Le multiplicateur d'investissement explique que les périodes de prospérité sont des cercles vertueux pendant lesquels le pari sur l'avenir que font les entrepreneurs alimente certains réseaux du revenu national et revient aux industriels sous la forme d'une demande de consommation (productive ou finale) de leurs produits. Même si la formulation abstraite n'insiste pas assez sur ce point, le multiplicateur ne fonctionne que si les industriels qui investissent sont ceux qui profitent de leur "mise au pot". Cette analyse keynésienne montre l'importance de certaines industries motrices. Ce fut le cas de l'automobile, de Henry Ford jusqu'à nos jours. Mais le moteur tourne à la hausse comme à la baisse.

Outre le besoin d'agir, qui est fondamental, la décision rationnelle des entrepreneurs est basée sur l'efficacité marginale du capital. Comme chaque fois que le mot marginal est présent, il ne s'agit pas de l'efficacité de tout le capital investi, mais celle de la toute dernière portion. Dans les modèles mathématiques, il s'agit même de portions infinitésimales. Depuis la théorie quantique on devrait éviter de telles fictions.

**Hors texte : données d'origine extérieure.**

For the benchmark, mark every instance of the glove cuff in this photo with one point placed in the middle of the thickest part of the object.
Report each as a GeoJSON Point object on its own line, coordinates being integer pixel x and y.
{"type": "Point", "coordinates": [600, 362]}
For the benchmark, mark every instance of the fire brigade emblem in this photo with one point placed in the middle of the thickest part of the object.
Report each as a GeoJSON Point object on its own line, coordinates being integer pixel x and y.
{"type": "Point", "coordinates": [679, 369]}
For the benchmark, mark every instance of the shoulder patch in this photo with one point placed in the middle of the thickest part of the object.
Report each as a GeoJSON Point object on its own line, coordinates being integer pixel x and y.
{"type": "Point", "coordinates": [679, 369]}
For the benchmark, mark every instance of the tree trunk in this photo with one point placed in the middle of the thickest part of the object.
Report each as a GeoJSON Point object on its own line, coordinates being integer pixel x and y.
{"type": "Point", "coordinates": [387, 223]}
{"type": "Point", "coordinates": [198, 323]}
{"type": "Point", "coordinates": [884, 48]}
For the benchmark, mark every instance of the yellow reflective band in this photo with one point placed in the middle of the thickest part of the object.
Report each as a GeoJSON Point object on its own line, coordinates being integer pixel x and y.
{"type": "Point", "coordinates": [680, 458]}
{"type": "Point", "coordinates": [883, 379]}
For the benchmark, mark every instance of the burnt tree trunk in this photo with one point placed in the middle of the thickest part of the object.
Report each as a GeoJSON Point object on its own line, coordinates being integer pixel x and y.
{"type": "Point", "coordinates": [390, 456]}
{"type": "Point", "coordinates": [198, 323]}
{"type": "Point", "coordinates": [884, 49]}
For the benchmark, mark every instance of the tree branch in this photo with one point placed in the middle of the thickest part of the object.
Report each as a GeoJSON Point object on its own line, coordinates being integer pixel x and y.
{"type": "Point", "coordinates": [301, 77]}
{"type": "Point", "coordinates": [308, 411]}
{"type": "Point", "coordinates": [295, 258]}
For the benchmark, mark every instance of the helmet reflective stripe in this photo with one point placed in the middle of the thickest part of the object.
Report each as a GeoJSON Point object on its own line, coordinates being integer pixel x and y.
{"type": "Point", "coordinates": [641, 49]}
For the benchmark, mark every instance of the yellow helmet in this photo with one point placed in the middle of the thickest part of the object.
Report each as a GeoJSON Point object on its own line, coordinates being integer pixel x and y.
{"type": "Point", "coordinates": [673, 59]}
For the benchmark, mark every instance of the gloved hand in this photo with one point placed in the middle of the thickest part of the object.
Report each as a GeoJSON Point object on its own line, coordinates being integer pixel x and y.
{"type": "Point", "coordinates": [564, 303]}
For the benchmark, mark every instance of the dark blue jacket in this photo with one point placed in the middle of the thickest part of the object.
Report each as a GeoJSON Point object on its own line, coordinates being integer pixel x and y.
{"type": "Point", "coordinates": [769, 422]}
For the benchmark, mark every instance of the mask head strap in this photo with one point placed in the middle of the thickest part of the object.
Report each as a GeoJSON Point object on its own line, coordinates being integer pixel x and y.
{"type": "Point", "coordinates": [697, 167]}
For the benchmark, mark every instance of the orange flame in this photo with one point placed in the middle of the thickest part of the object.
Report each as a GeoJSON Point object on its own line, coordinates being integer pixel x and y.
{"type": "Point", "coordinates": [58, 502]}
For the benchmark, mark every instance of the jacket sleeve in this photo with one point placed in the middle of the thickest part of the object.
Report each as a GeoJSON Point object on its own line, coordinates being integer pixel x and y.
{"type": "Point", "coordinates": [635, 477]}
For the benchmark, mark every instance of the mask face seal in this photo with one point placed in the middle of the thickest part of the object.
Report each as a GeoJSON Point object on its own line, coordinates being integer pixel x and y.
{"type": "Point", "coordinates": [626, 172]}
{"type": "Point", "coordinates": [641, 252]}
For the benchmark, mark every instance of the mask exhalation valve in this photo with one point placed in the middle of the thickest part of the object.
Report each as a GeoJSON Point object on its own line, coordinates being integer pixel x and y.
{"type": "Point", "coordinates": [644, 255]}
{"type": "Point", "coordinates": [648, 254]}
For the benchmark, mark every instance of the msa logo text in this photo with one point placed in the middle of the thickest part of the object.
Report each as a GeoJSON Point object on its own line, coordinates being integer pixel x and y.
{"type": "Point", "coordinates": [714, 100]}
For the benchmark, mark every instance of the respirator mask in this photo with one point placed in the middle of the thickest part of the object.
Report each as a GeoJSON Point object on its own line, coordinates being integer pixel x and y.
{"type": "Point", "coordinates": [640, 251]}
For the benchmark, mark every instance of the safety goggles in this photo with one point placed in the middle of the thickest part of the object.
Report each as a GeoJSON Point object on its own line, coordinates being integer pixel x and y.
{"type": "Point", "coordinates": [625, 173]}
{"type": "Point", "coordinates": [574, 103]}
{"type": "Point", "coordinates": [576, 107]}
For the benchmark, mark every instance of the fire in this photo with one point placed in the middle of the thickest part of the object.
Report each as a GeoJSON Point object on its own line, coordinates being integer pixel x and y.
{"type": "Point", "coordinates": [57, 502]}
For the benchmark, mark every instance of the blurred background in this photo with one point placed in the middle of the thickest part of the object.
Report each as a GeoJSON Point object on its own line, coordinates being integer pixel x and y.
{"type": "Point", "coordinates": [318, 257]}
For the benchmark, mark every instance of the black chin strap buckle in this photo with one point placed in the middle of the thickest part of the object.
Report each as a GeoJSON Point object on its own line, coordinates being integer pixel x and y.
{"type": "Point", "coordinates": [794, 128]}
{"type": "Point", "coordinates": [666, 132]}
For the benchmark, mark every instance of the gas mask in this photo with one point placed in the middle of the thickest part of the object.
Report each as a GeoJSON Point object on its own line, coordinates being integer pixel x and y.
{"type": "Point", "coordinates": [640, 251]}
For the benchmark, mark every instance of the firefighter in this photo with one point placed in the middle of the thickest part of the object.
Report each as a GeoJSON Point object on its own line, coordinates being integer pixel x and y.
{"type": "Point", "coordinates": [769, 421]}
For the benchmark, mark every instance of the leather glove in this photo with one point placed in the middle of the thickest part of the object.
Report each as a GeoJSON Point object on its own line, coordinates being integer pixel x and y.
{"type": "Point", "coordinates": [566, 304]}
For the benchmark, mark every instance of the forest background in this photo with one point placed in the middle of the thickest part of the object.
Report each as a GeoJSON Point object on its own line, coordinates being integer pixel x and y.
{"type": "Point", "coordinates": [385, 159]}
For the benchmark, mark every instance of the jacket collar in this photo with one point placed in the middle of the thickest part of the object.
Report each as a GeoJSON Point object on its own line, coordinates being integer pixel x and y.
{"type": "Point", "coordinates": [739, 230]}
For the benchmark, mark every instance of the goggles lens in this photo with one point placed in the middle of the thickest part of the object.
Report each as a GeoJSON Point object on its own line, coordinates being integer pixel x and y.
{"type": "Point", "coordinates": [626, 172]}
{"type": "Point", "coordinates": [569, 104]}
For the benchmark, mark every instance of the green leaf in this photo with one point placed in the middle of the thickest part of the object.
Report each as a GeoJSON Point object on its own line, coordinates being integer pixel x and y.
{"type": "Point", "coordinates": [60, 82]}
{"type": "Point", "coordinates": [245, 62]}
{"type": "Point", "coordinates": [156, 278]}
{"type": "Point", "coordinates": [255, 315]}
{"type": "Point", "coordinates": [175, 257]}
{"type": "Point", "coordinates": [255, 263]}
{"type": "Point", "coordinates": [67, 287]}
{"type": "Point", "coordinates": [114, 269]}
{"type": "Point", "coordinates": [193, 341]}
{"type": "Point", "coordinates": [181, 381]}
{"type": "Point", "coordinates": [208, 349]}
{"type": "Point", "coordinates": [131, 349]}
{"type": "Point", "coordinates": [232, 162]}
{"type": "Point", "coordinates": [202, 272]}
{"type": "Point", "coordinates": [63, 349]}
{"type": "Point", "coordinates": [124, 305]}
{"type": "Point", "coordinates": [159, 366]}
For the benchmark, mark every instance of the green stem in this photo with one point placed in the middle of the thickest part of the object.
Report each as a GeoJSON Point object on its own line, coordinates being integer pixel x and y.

"Nous définirons l'efficacité marginale d'un capital le taux d'escompte qui, appliqué à la série d'annuités constituée par les rendements escomptés de ce capital pendant son existence, rend la valeur actuelle des annuités égale au prix d'offre de ce capital (Keynes, p. 150)".

Cette formulation n'invoque aucun moyen de mesure. Il s'agit toujours d'une opinion. La formalisation financière correspond à la question sous-jacente: ne ferais-je pas mieux de placer mon capital chez mon banquier habituel?

"L'efficacité marginale du capital est définie en fonction de la prévision de rendement d'un capital et de son prix d'offre courant (Keynes, p. 151)".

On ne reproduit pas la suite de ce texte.